But, for the reasons I have already given you, I think it
cannot last very long.

PRINCIPLE OF CHURCH PROPERTY.
Why should the expenditure of a great landed property, which is a
dispersion of the surplus product of the soil, appear intolerable to
you or to me, when it takes its course through the accumulation of
vast libraries, which are the history of the force and weakness of
the human mind; through great collections of ancient records, medals,
and coins, which attest and explain laws and customs; through
paintings and statues, that, by imitating nature, seem to extend the
limits of creation; through grand monuments of the dead, which
continue the regards and connections of life beyond the grave;
through collections of the specimens of nature, which become a
representative assembly of all the classes and families of the world,
that by disposition facilitate, and, by exciting curiosity, open the
avenues to science?

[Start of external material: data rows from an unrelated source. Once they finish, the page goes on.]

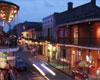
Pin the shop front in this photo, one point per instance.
(86, 61)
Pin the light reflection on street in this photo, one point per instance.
(48, 69)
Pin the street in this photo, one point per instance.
(32, 73)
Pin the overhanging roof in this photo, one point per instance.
(80, 21)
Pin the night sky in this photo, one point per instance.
(35, 10)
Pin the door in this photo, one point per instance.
(76, 35)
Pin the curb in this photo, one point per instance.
(61, 71)
(58, 69)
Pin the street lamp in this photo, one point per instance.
(49, 51)
(8, 11)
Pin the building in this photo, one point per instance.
(28, 29)
(78, 37)
(77, 32)
(49, 23)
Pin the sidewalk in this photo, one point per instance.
(44, 58)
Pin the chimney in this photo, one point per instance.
(93, 2)
(70, 5)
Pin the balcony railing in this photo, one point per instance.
(80, 41)
(6, 42)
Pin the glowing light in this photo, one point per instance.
(39, 69)
(53, 73)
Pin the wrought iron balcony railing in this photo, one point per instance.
(6, 42)
(80, 41)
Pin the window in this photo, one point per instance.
(61, 33)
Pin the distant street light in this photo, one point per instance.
(8, 11)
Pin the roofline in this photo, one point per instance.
(80, 21)
(84, 47)
(10, 3)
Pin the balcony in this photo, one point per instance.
(92, 42)
(8, 44)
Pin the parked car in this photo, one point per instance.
(21, 66)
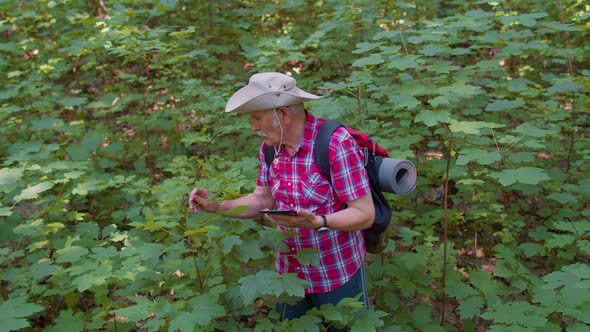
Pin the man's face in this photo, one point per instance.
(264, 124)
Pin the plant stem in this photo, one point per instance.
(446, 226)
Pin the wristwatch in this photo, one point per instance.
(325, 226)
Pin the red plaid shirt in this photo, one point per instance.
(296, 183)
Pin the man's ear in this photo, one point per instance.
(285, 114)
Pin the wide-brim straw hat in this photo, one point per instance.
(267, 91)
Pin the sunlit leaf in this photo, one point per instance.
(14, 313)
(34, 191)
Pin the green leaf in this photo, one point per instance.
(70, 254)
(482, 157)
(371, 60)
(563, 198)
(434, 50)
(432, 118)
(73, 101)
(85, 148)
(97, 277)
(268, 282)
(470, 307)
(250, 249)
(68, 321)
(14, 313)
(472, 127)
(526, 175)
(532, 131)
(401, 63)
(504, 105)
(142, 308)
(5, 212)
(365, 47)
(10, 175)
(205, 309)
(229, 242)
(34, 191)
(403, 101)
(460, 290)
(517, 314)
(565, 87)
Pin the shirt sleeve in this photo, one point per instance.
(349, 177)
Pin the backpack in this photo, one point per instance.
(376, 236)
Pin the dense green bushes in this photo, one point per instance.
(112, 112)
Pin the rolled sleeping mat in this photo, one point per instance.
(396, 175)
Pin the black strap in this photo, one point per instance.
(321, 147)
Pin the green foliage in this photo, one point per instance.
(112, 113)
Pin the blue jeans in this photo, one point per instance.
(355, 286)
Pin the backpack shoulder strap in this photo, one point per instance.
(321, 147)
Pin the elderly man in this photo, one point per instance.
(329, 216)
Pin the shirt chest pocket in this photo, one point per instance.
(315, 191)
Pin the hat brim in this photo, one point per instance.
(242, 101)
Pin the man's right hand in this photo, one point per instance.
(199, 199)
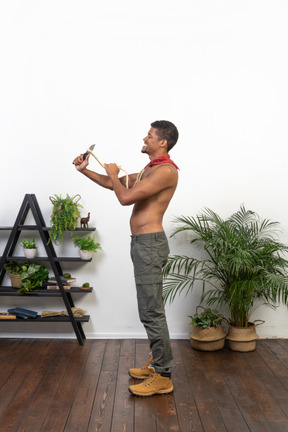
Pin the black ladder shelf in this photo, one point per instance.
(30, 203)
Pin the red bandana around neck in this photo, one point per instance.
(161, 159)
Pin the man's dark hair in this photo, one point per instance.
(166, 130)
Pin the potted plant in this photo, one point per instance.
(87, 246)
(207, 333)
(30, 275)
(243, 263)
(14, 269)
(29, 247)
(65, 214)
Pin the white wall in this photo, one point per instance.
(75, 73)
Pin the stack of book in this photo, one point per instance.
(53, 285)
(22, 313)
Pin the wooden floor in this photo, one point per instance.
(56, 385)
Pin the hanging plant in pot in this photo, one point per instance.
(207, 333)
(29, 247)
(244, 264)
(64, 217)
(86, 246)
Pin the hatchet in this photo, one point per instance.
(90, 150)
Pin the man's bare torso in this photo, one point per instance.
(147, 215)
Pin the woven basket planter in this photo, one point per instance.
(243, 339)
(15, 280)
(207, 339)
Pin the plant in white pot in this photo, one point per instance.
(87, 246)
(243, 263)
(29, 247)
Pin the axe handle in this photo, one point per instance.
(127, 175)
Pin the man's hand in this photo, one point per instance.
(80, 163)
(111, 170)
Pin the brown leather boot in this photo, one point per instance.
(154, 385)
(144, 372)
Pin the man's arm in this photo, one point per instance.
(101, 180)
(162, 178)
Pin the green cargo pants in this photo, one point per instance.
(149, 253)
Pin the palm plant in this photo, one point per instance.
(243, 262)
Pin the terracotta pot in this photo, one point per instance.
(85, 255)
(243, 339)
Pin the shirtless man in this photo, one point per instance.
(150, 191)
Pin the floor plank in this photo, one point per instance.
(59, 386)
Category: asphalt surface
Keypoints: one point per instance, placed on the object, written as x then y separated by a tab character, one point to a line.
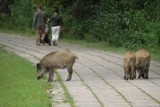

If by great permanent establishments, all these
objects of expense are better secured from the inconstant sport of
personal caprice and personal extravagance, are they worse than if
the same tastes prevailed in scattered individuals? Does not the
sweat of the mason and carpenter, who toil in order to partake the
sweat of the peasant, flow as pleasantly and as salubriously, in the
construction and repair of the majestic edifices of religion, as in
the painted booths and sordid sties of vice and luxury; as honourably
and as profitably in repairing those sacred works, which grow hoary
with innumerable years, as on the momentary receptacles of transient
voluptuousness; in opera-houses, and brothels, and gaming-houses, and
club-houses, and obelisks in the Champ de Mars? Is the surplus
product of the olive and the vine worse employed in the frugal
sustenance of persons, whom the fictions of a pious imagination raise
to dignity by construing in the service of God, than in pampering the
innumerable multitude of those who are degraded by being made useless
domestics, subservient to the pride of man? Are the decorations of
temples an expenditure less worthy a wise man, than ribbons, and
laces, and national cockades, and petites maisons, and petits
soupers, and all the innumerable fopperies and follies, in which
opulence sports away the burthen of its superfluity?
We tolerate even these; not from love of them, but for fear of worse.